‘Whose Story? Authentic Voices in Storytelling’ was the title of a Doc/Fest delegate session that raised some interesting questions about how much filmmakers are in their own films, about race, class, gender, nationality and power in relation to the stories that get told, and about what ‘authentic’ means.

Leon Oldstrong, panellist and director of That’s Not Ours, was very clear that his film tells his brother’s story, even whilst speaking to wider issues of racial stereotyping. Having seen it, I’d agree. It reveals the upset and frustration of a teenager not seen for who he is, but rendered “invisible”, as he puts it, when people see stereotypes instead. Doctors and nurses treating him after he’s stabbed on the street tell him he should dress differently and stop carrying knives. This is deeply hurtful to a good kid who’s never carried a knife. The film, then, also tells the story of hard-worked medical personnel and how damaging their assumptions and prejudices can be. And so – something Oldstrong now hopes to pursue – those personnel should see this film, because who chooses to watch the stories filmmakers tell is also important.
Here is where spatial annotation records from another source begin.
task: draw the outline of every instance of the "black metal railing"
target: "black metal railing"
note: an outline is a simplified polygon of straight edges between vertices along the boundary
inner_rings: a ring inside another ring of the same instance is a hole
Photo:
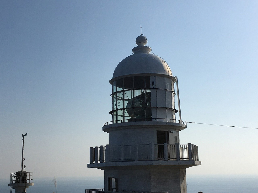
[[[199,160],[198,146],[191,143],[107,145],[106,147],[91,147],[90,149],[91,163],[145,160]]]
[[[32,172],[17,172],[11,173],[10,183],[32,183],[33,180]]]
[[[128,119],[122,119],[122,120],[117,120],[107,122],[104,124],[104,125],[111,125],[115,123],[120,123],[127,122],[128,122]],[[182,121],[180,120],[177,120],[176,119],[166,119],[163,118],[141,118],[141,119],[130,119],[130,122],[136,122],[140,121],[159,121],[165,122],[170,122],[171,123],[176,123],[181,124],[184,124],[184,123]]]

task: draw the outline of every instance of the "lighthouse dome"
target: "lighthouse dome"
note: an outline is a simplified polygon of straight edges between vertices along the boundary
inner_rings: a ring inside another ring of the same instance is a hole
[[[147,39],[142,35],[135,41],[138,46],[133,49],[133,54],[125,58],[117,65],[113,78],[137,74],[160,74],[172,76],[171,70],[165,60],[150,53],[151,49],[145,45]]]

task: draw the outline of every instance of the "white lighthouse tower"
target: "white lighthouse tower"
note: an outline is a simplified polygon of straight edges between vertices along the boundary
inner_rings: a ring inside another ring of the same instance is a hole
[[[179,143],[186,126],[177,77],[165,60],[150,53],[144,36],[136,42],[133,54],[119,63],[110,81],[112,120],[102,128],[109,144],[90,148],[88,167],[104,170],[104,188],[86,193],[185,193],[186,169],[201,164],[198,146]]]

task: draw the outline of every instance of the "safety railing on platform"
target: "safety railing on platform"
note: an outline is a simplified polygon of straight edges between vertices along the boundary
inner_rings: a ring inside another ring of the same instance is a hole
[[[171,123],[176,123],[181,124],[184,124],[184,123],[182,121],[180,120],[177,120],[176,119],[166,119],[164,118],[142,118],[142,119],[130,119],[130,122],[137,122],[139,121],[159,121],[162,122],[170,122]],[[122,120],[117,120],[111,121],[109,121],[105,123],[104,125],[108,125],[118,123],[120,123],[126,122],[128,122],[127,119],[123,119]]]
[[[10,183],[32,183],[33,180],[31,172],[12,172],[10,175]]]
[[[113,191],[105,191],[104,188],[99,189],[90,189],[85,190],[85,193],[111,193],[117,192],[115,191],[115,190]],[[123,193],[168,193],[168,192],[150,192],[148,191],[141,191],[137,190],[122,190],[120,192]]]
[[[113,189],[113,191],[105,191],[104,188],[86,189],[85,190],[85,193],[118,193],[117,192],[115,191],[115,188]]]
[[[148,160],[199,161],[198,146],[187,145],[148,144],[101,146],[90,148],[90,163]],[[96,158],[97,159],[96,159]]]

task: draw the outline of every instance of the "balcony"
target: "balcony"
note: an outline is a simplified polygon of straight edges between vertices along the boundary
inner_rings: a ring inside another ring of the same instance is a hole
[[[115,190],[113,190],[113,191],[105,191],[104,188],[86,189],[85,190],[85,193],[115,193],[115,192],[119,192],[116,191]],[[167,192],[126,190],[122,190],[120,192],[121,193],[168,193]]]
[[[90,164],[127,161],[199,161],[198,146],[191,143],[107,145],[91,147],[90,152]]]
[[[104,124],[104,126],[108,125],[109,125],[115,124],[116,123],[121,123],[126,122],[137,122],[140,121],[156,121],[160,122],[169,122],[170,123],[180,123],[182,124],[184,124],[184,123],[183,121],[182,121],[180,120],[177,120],[176,119],[166,119],[163,118],[141,118],[141,119],[130,119],[130,121],[128,119],[122,119],[121,120],[114,120],[112,121],[109,121],[107,122]]]

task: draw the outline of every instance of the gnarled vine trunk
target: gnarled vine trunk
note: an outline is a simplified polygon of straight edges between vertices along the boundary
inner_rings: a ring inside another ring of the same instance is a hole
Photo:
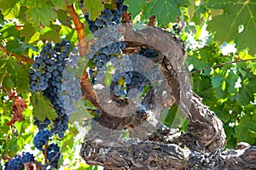
[[[120,27],[128,48],[150,47],[160,56],[154,59],[165,77],[160,82],[168,98],[155,95],[153,88],[143,102],[154,107],[145,115],[132,102],[118,106],[106,95],[109,92],[95,90],[90,99],[99,108],[109,105],[108,111],[91,125],[84,137],[80,155],[88,164],[101,165],[105,169],[256,169],[256,147],[246,146],[221,152],[225,144],[223,123],[214,112],[204,105],[191,89],[184,66],[185,49],[174,35],[148,26],[133,31],[131,26]],[[88,83],[82,77],[82,88]],[[94,94],[95,93],[95,94]],[[110,94],[109,94],[110,95]],[[189,120],[186,133],[178,133],[158,122],[155,116],[176,103]],[[113,109],[115,108],[115,109]],[[129,139],[123,139],[123,129],[128,128]]]

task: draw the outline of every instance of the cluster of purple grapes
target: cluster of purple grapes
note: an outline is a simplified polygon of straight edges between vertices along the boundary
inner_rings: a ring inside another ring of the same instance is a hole
[[[78,67],[79,59],[78,47],[71,52],[70,42],[62,40],[55,46],[47,42],[29,71],[30,90],[36,94],[42,91],[58,114],[58,117],[53,121],[50,131],[44,129],[51,122],[48,118],[43,122],[35,118],[34,123],[39,132],[34,137],[34,145],[42,151],[45,150],[44,146],[48,144],[53,133],[57,133],[59,138],[64,137],[64,132],[68,128],[68,117],[76,112],[74,102],[80,99],[82,90],[79,78],[70,69]],[[60,147],[50,144],[46,151],[49,166],[57,167]]]
[[[146,84],[150,84],[148,77],[134,71],[133,63],[140,60],[139,55],[147,58],[158,56],[156,50],[143,48],[137,54],[138,57],[133,57],[135,60],[132,61],[128,55],[119,57],[122,49],[125,48],[125,42],[120,42],[118,31],[121,14],[127,11],[127,6],[124,5],[123,2],[124,0],[115,0],[117,9],[104,9],[96,20],[90,20],[89,14],[84,14],[89,28],[95,36],[95,42],[90,47],[91,53],[87,56],[95,64],[95,66],[89,70],[92,82],[96,84],[104,81],[106,65],[110,62],[115,70],[110,88],[118,97],[128,97],[128,92],[132,88],[137,89],[136,93],[133,93],[137,94],[143,90]],[[137,59],[137,60],[136,60]],[[153,72],[151,76],[149,75],[149,78],[155,78],[156,74],[157,71]],[[133,90],[133,92],[135,91]],[[136,96],[131,94],[131,91],[130,97]]]
[[[125,42],[119,41],[118,24],[127,6],[123,5],[123,1],[116,1],[116,4],[117,9],[105,8],[95,20],[89,18],[88,13],[84,14],[89,28],[95,36],[95,42],[90,47],[91,53],[87,56],[95,64],[89,72],[93,83],[98,83],[104,77],[106,64],[111,57],[118,56],[121,49],[125,48]]]
[[[172,30],[176,34],[180,35],[182,33],[182,30],[178,27],[177,24],[172,26]]]
[[[24,163],[34,162],[35,157],[29,152],[23,152],[20,156],[15,156],[5,163],[5,170],[23,170],[25,168]]]
[[[79,1],[79,7],[83,8],[84,7],[84,0]]]
[[[39,131],[38,133],[34,137],[34,145],[37,149],[40,150],[44,153],[44,148],[46,144],[48,144],[50,137],[52,136],[52,133],[48,129]],[[49,162],[49,166],[51,167],[57,167],[58,161],[60,159],[60,147],[56,144],[50,144],[48,145],[46,149],[47,158]]]
[[[36,57],[36,62],[30,70],[30,90],[38,93],[43,91],[53,104],[58,117],[53,121],[51,132],[64,137],[64,132],[68,128],[68,116],[76,112],[75,100],[80,99],[82,90],[79,78],[75,77],[73,71],[67,68],[74,68],[79,59],[79,49],[76,47],[71,51],[70,42],[62,40],[55,43],[46,43]],[[41,122],[35,118],[34,123],[39,130],[46,128],[50,123],[48,118]]]
[[[32,69],[30,70],[30,90],[35,93],[43,91],[44,95],[53,104],[58,117],[53,121],[52,132],[58,133],[60,138],[64,137],[68,123],[68,116],[63,109],[63,99],[61,94],[62,73],[70,49],[70,42],[66,40],[55,43],[55,47],[50,42],[47,42],[40,55],[36,57],[36,62],[32,64]],[[35,119],[34,123],[39,130],[42,130],[47,128],[50,121],[47,118],[43,122]]]

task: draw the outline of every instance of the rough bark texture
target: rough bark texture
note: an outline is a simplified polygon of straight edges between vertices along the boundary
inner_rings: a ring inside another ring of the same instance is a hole
[[[151,47],[159,52],[160,57],[153,60],[166,79],[161,87],[169,98],[159,98],[155,93],[160,89],[153,88],[143,103],[157,104],[147,108],[151,112],[142,113],[132,101],[125,101],[131,107],[122,107],[105,97],[109,92],[95,90],[91,98],[96,99],[90,100],[100,108],[109,107],[104,108],[84,138],[80,155],[86,162],[105,169],[256,169],[255,146],[221,152],[225,144],[223,123],[191,90],[183,42],[155,27],[130,28],[119,28],[127,48]],[[184,133],[165,127],[154,116],[173,102],[189,120]],[[130,139],[123,139],[124,128],[129,129]]]

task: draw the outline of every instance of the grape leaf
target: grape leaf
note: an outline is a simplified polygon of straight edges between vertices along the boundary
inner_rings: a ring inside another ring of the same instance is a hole
[[[147,0],[125,0],[124,3],[129,6],[128,11],[131,13],[131,17],[134,19],[142,11],[143,6],[147,3]]]
[[[223,83],[224,80],[224,75],[222,74],[216,74],[212,76],[212,85],[213,88],[218,88],[220,84]]]
[[[181,15],[175,0],[153,0],[143,6],[146,18],[155,14],[160,26],[166,26],[170,22],[176,22],[176,17]]]
[[[2,62],[1,65],[3,64],[3,66],[1,66],[0,73],[4,88],[8,91],[15,88],[17,92],[27,89],[29,86],[27,68],[15,60],[4,59]],[[4,78],[3,73],[6,74]]]
[[[20,14],[20,4],[24,0],[1,0],[0,7],[2,8],[2,14],[5,16],[5,19],[17,18]]]
[[[238,79],[238,75],[234,73],[233,71],[230,71],[227,77],[228,92],[230,94],[236,93],[236,88],[235,88],[235,86],[236,86],[236,82],[237,82],[237,79]]]
[[[50,21],[56,20],[57,14],[54,7],[48,5],[45,1],[29,0],[27,3],[26,17],[33,26],[38,27],[42,24],[47,26],[49,26]]]
[[[4,16],[2,14],[2,10],[0,9],[0,25],[4,25]]]
[[[221,42],[235,40],[238,49],[247,47],[250,53],[256,54],[256,0],[242,1],[207,1],[207,7],[212,9],[223,9],[224,14],[212,17],[208,30],[216,31],[215,38]],[[239,26],[244,30],[239,33]],[[219,28],[221,29],[219,31]]]
[[[72,19],[70,16],[67,15],[67,11],[65,10],[57,10],[56,11],[57,14],[58,14],[58,20],[60,20],[60,22],[61,22],[62,25],[72,28]]]
[[[104,8],[102,2],[102,0],[94,0],[93,2],[92,0],[84,0],[84,3],[86,4],[91,20],[95,20],[101,14],[101,11]]]
[[[26,23],[21,30],[20,36],[25,37],[25,42],[28,42],[36,32],[37,29],[31,23]]]
[[[8,51],[15,53],[18,55],[22,54],[27,48],[38,51],[38,48],[35,48],[34,46],[29,44],[26,44],[23,42],[20,42],[18,38],[9,41],[6,44],[6,48]]]
[[[254,99],[253,94],[256,94],[255,87],[256,78],[254,75],[251,75],[250,78],[242,80],[241,88],[235,96],[236,100],[244,105],[250,104]]]
[[[60,0],[51,0],[52,3],[56,8],[66,9],[66,1],[60,1]]]
[[[254,108],[255,109],[255,108]],[[256,139],[256,116],[255,114],[247,113],[241,117],[239,125],[236,127],[239,142],[255,143]]]
[[[10,37],[17,37],[20,32],[16,30],[15,26],[13,24],[7,24],[0,30],[0,39],[8,38]]]
[[[45,27],[40,31],[40,40],[42,41],[53,41],[60,42],[60,31],[61,26],[57,25],[50,25],[50,27]]]
[[[44,121],[46,117],[51,121],[58,116],[50,101],[42,94],[35,94],[32,93],[31,102],[33,106],[34,116],[39,121]]]

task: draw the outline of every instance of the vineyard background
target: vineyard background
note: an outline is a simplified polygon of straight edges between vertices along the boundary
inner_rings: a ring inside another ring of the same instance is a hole
[[[38,130],[32,122],[34,117],[53,120],[55,114],[46,98],[29,90],[29,70],[34,57],[47,42],[57,42],[61,38],[70,41],[72,48],[78,42],[86,48],[93,37],[84,14],[89,12],[95,20],[106,6],[115,8],[113,3],[84,0],[81,8],[77,0],[0,1],[2,166],[22,151],[33,153],[38,162],[44,163],[44,154],[33,145]],[[233,149],[239,142],[255,145],[256,1],[125,0],[124,4],[129,7],[134,27],[148,25],[154,14],[155,26],[184,42],[185,65],[193,91],[224,123],[224,149]],[[80,53],[83,55],[85,50]],[[25,100],[17,104],[17,98]],[[83,100],[83,105],[84,110],[71,117],[65,137],[54,137],[53,141],[61,147],[60,169],[98,168],[87,165],[79,156],[84,132],[90,124],[81,130],[81,125],[74,122],[95,116],[90,111],[92,104]],[[24,110],[22,105],[26,105]],[[160,121],[180,131],[186,130],[189,124],[176,105],[165,110]]]

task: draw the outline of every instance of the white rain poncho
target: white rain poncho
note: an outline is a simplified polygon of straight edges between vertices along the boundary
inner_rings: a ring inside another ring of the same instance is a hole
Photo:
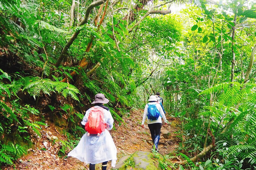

While That’s Not Ours tells the story of one young black man in Britain, Gun Number 6 (dir. James Newton) tells the stories of several individuals linked by the most notorious illegal firearm in the UK. The film complicates ideas of who commits gun crime and why, and also challenges stereotypes. Perhaps more complex still, filmmaker Callum Macrae’s documentary, The Ballymurphy Precedent, concerns events in 1971 Belfast. While its use of music is uninspired, the film’s central message comes across loud and clear. It uses both talking head interviews and drone-style re-enactment to great effect in conveying the complex story of 11 Catholics massacred by British Army paratroopers. Revealing as it does the horrifying extent to which the media repeated lies about who was killed and why – the official line being, of course, that those slain were IRA gunmen who posed an immediate threat – this film could not make more clear the politically-charged importance of whose story is being told, and by whom.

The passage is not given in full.